Re: Device or HBA level QD throttling creates randomness in sequetial workload

From: Omar Sandoval
Date: Wed Oct 26 2016 - 16:56:15 EST


On Tue, Oct 25, 2016 at 12:24:24AM +0530, Kashyap Desai wrote:
> > -----Original Message-----
> > From: Omar Sandoval [mailto:osandov@xxxxxxxxxxx]
> > Sent: Monday, October 24, 2016 9:11 PM
> > To: Kashyap Desai
> > Cc: linux-scsi@xxxxxxxxxxxxxxx; linux-kernel@xxxxxxxxxxxxxxx; linux-
> > block@xxxxxxxxxxxxxxx; axboe@xxxxxxxxx; Christoph Hellwig;
> > paolo.valente@xxxxxxxxxx
> > Subject: Re: Device or HBA level QD throttling creates randomness in
> sequetial
> > workload
> >
> > On Mon, Oct 24, 2016 at 06:35:01PM +0530, Kashyap Desai wrote:
> > > >
> > > > On Fri, Oct 21, 2016 at 05:43:35PM +0530, Kashyap Desai wrote:
> > > > > Hi -
> > > > >
> > > > > I found below conversation and it is on the same line as I wanted
> > > > > some input from mailing list.
> > > > >
> > > > > http://marc.info/?l=linux-kernel&m=147569860526197&w=2
> > > > >
> > > > > I can do testing on any WIP item as Omar mentioned in above
> > > discussion.
> > > > > https://github.com/osandov/linux/tree/blk-mq-iosched
> > >
> > > I tried build kernel using this repo, but looks like it is not allowed
> > > to reboot due to some changes in <block> layer.
> >
> > Did you build the most up-to-date version of that branch? I've been
> force
> > pushing to it, so the commit id that you built would be useful.
> > What boot failure are you seeing?
>
> Below is latest commit on repo.
> commit b077a9a5149f17ccdaa86bc6346fa256e3c1feda
> Author: Omar Sandoval <osandov@xxxxxx>
> Date: Tue Sep 20 11:20:03 2016 -0700
>
> [WIP] blk-mq: limit bio queue depth
>
> I have latest repo from 4.9/scsi-next maintained by Martin which boots
> fine. Only Delta is " CONFIG_SBITMAP" is enabled in WIP blk-mq-iosched
> branch. I could not see any meaningful data on boot hang, so going to try
> one more time tomorrow.

The blk-mq-bio-queueing branch has the latest work there separated out.
Not sure that it'll help in this case.

> >
> > > >
> > > > Are you using blk-mq for this disk? If not, then the work there
> > > > won't
> > > affect you.
> > >
> > > YES. I am using blk-mq for my test. I also confirm if use_blk_mq is
> > > disable, Sequential work load issue is not seen and <cfq> scheduling
> > > works well.
> >
> > Ah, okay, perfect. Can you send the fio job file you're using? Hard to
> tell exactly
> > what's going on without the details. A sequential workload with just one
> > submitter is about as easy as it gets, so this _should_ be behaving
> nicely.
>
> <FIO script>
>
> ; setup numa policy for each thread
> ; 'numactl --show' to determine the maximum numa nodes
> [global]
> ioengine=libaio
> buffered=0
> rw=write
> bssplit=4K/100
> iodepth=256
> numjobs=1
> direct=1
> runtime=60s
> allow_mounted_write=0
>
> [job1]
> filename=/dev/sdd
> ..
> [job24]
> filename=/dev/sdaa

Okay, so you have one high-iodepth job per disk, got it.
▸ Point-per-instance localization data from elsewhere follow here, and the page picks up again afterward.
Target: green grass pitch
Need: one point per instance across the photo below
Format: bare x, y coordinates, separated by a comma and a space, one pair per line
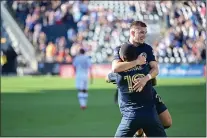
48, 106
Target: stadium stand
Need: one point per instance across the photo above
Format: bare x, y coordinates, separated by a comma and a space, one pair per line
58, 29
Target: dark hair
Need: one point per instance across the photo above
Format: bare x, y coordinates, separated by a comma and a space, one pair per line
82, 51
128, 52
138, 23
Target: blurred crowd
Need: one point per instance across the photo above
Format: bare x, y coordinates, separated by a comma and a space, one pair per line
103, 25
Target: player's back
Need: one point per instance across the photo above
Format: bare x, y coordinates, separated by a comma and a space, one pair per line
128, 98
82, 64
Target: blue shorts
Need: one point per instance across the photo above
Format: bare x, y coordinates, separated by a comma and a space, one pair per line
160, 106
145, 118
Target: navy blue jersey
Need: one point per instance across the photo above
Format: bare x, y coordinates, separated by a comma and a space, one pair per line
128, 98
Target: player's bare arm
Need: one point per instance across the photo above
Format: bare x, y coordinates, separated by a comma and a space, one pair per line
141, 82
154, 69
119, 65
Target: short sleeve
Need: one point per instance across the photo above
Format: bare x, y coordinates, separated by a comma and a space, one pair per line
116, 55
150, 55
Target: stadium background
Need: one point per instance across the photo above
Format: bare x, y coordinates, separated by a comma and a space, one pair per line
40, 39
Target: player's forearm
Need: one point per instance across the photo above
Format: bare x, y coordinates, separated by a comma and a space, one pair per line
118, 66
154, 72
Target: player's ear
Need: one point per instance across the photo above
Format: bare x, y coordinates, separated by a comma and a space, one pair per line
132, 32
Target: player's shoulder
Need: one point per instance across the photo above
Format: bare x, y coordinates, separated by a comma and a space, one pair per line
147, 45
119, 46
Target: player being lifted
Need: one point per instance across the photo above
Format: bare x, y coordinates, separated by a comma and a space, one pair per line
160, 106
82, 66
137, 37
136, 105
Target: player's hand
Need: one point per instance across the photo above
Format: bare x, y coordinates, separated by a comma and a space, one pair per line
141, 60
139, 85
107, 79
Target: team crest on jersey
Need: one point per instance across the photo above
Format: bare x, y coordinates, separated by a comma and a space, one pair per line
144, 54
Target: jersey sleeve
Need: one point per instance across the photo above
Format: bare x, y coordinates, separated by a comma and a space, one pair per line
150, 55
116, 55
74, 62
89, 62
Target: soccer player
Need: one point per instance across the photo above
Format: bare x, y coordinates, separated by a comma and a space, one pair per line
161, 108
137, 106
82, 66
139, 85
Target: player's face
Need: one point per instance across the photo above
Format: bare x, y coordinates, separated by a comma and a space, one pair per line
140, 34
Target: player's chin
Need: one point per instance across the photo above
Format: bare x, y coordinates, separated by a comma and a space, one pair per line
141, 41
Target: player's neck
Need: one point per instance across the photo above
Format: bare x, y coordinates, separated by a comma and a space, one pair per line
134, 43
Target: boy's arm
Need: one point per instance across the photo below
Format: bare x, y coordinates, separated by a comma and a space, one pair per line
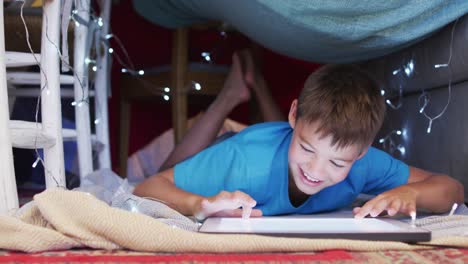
434, 192
161, 186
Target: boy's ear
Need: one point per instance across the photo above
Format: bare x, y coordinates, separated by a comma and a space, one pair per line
363, 152
292, 113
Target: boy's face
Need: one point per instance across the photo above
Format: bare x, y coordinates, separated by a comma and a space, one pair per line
314, 163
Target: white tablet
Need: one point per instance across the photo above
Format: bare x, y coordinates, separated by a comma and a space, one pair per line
309, 227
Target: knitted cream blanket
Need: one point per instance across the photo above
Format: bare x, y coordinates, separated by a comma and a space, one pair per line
61, 219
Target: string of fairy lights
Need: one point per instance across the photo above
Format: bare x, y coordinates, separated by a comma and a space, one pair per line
96, 23
388, 142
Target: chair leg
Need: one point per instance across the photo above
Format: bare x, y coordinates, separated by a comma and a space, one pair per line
81, 90
124, 136
179, 82
8, 192
50, 103
101, 95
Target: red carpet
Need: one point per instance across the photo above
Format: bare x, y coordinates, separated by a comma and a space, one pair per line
445, 255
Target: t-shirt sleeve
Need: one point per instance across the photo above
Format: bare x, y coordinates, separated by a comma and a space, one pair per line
384, 172
219, 167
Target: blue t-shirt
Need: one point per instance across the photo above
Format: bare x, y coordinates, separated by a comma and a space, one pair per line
255, 161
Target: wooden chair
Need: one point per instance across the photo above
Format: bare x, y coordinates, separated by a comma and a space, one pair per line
178, 77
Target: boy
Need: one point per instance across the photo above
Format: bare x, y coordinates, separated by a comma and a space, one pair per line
318, 161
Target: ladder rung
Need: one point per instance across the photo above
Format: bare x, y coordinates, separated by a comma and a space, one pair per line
20, 59
29, 135
34, 78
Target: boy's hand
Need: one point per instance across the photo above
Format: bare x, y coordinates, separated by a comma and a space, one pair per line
227, 204
401, 199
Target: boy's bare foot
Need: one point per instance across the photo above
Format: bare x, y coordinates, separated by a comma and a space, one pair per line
235, 90
252, 75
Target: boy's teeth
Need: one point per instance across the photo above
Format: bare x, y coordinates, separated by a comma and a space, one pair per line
310, 178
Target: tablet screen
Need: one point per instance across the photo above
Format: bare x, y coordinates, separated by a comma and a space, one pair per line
349, 228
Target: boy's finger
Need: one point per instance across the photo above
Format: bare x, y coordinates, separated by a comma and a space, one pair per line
365, 209
394, 207
244, 199
246, 211
378, 208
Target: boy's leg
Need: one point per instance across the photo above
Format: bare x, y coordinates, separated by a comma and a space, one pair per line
205, 129
269, 109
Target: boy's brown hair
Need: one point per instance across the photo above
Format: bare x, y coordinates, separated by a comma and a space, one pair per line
347, 103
> When I tune /sys/module/scsi_mod/parameters/use_blk_mq = 1, below is a
> ioscheduler detail. (It is in blk-mq mode. )
> /sys/devices/pci0000:00/0000:00:02.0/0000:02:00.0/host10/target10:2:13/10:
> 2:13:0/block/sdq/queue/scheduler:none
>
> When I have set /sys/module/scsi_mod/parameters/use_blk_mq = 0,
> ioscheduler picked by SML is <cfq>.
> /sys/devices/pci0000:00/0000:00:02.0/0000:02:00.0/host10/target10:2:13/10:
> 2:13:0/block/sdq/queue/scheduler:noop deadline [cfq]
>
> I see in blk-mq performance is very low for Sequential Write work load and
> I confirm that blk-mq convert Sequential work load into random stream due
> to io-scheduler change in blk-mq vs legacy block layer.

Since this happens when the fio iodepth exceeds the per-device QD, my
best guess is that this is that requests are getting requeued and
scrambled when that happens. Do you have the blktrace lying around?

> > > > > Is there any workaround/alternative in latest upstream kernel, if
> > > > > user wants to see limited penalty for Sequential Work load on HDD
> ?
> > > > >
> > > > > ` Kashyap
> > > > >
> >
> > P.S., your emails are being marked as spam by Gmail. Actually, Gmail
> seems to
> > mark just about everything I get from Broadcom as spam due to failed
> DMARC.
> >
> > --
> > Omar

--
Omar